You write that you made the same journey yourself across East Prussia as part of your research. Your characters did this in the bitter cold and near-starving. Did your own journey give you any extra material or was it also your own tribute to the many brave people undergoing the same thing in such different and terrifying circumstances many years ago?
My exploration of former East Prussia was to gather information on the terrain, a sensory experience that I could then infuse into the setting and the characters’ journey. Yes, the trip gave me a lot of extra material, particularly for the character of Emilia. It was through my wanderings that I discovered the beautiful storks and their nests, the abandoned estates of the Junkers, and the notes of hope and hardship that might have punctuated the trek for the refugees.
All your main characters have to live with secrets they find difficult to face up to and share. Do you see them as exceptional here, or do you think almost every survivor at that stage of history must have been living with traumatic memories of one sort or another?
Sadly, most survivors and family members I interviewed experienced or witnessed very traumatic events. And what’s even more heartbreaking is that the survivors I interviewed were recalling their memories as young children. Imagine the children who were forced to leave everything they’d ever known and loved behind. They were innocent victims of war and inherited responsibility for events they had no role in causing.
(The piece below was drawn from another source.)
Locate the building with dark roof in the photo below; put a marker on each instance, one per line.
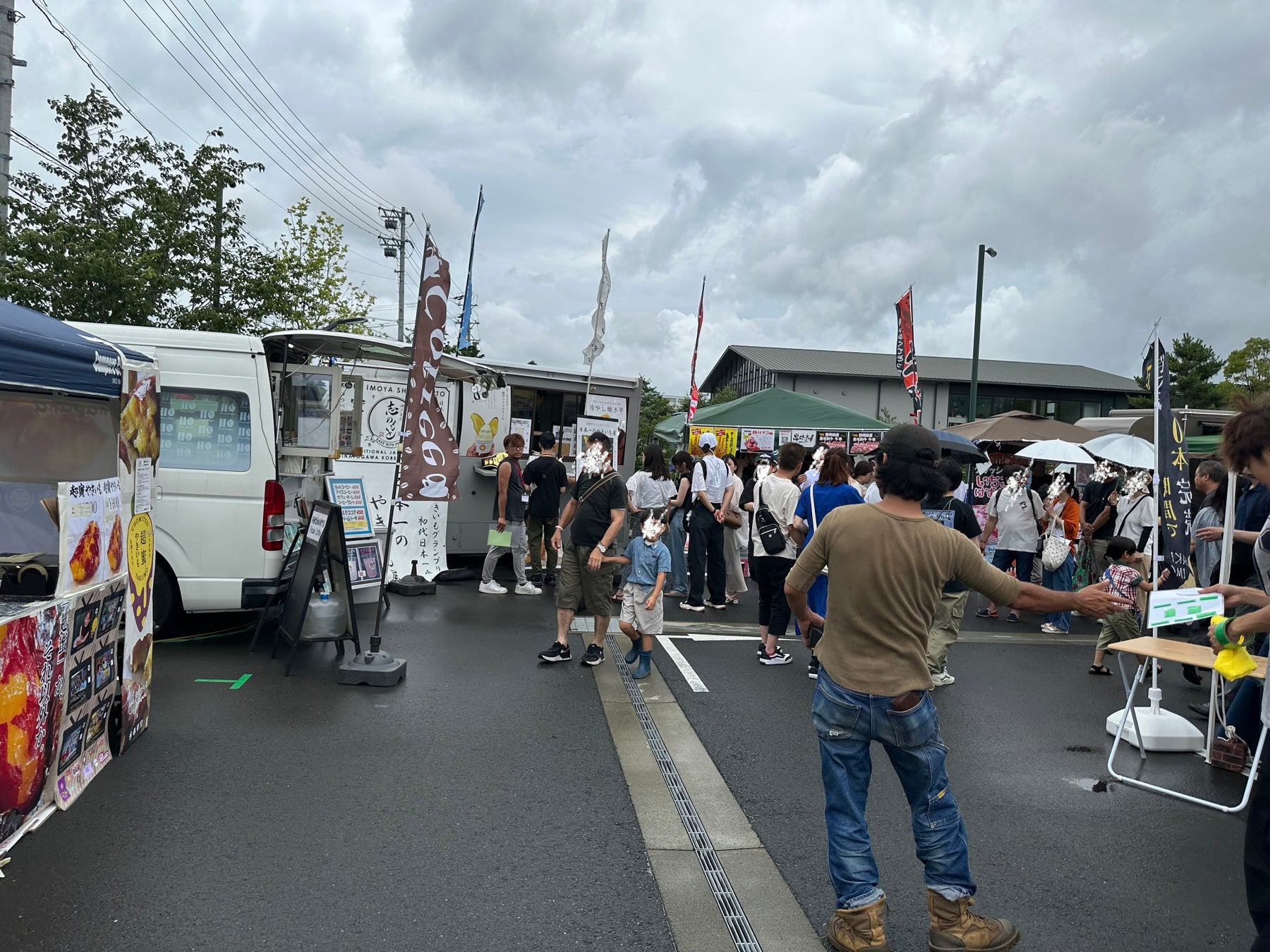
(870, 384)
What gave you the idea of making an elderly cobbler the moral centre of the group?
The character of The Shoe Poet was born on a tiny street in Rome during a book event for my Italian publisher, Garzanti. Perched in a tiny window was a single pair of shoes—shoes so beautiful they seemed to have a voice of their own. I expressed my enthusiasm to my Italian publicist and she told me that the shoemaker was one of the very best in Italy. She said, ‘Ruta, his shoes are like poetry.’ In that moment, the character appeared. I ran back to my hotel and sketched out the idea for The Shoe Poet on a piece of hotel stationery.
All your main characters find depths of altruism and empathy within themselves as your story progresses. Does this reflect instances of the same sort of moral growth found at the time that you may have read about in your research?
Yes. Many people I’ve interviewed over the years who experienced the war have shown an altruistic spirit. War stole their country and their innocence, yet they persevered. Many refused to allow their trauma to define them. It made me realize that we don’t choose our hardships, but we can choose how we face our hardships.
This is a wonderful novel Ruta. But at times a necessarily tough one to read. Was it also a tough one to write?
Thank you. Yes, it was a very tough novel to write, especially the character of Emilia. For me, Emilia represents the beauty, courage and sacrifice of children from Eastern Europe that many aren’t familiar with. In terms of managing the emotional toll, I try very hard to remain present within it. I hope to transfer the emotional charge to the prose and ultimately to the reader. Although grief and sadness can be completely overwhelming, I try to find bits of beauty that might be hiding amidst the wreckage. That helps me navigate through difficult and sad topics.
Nicholas Tucker is honorary senior lecturer in Cultural and Community Studies at Sussex University.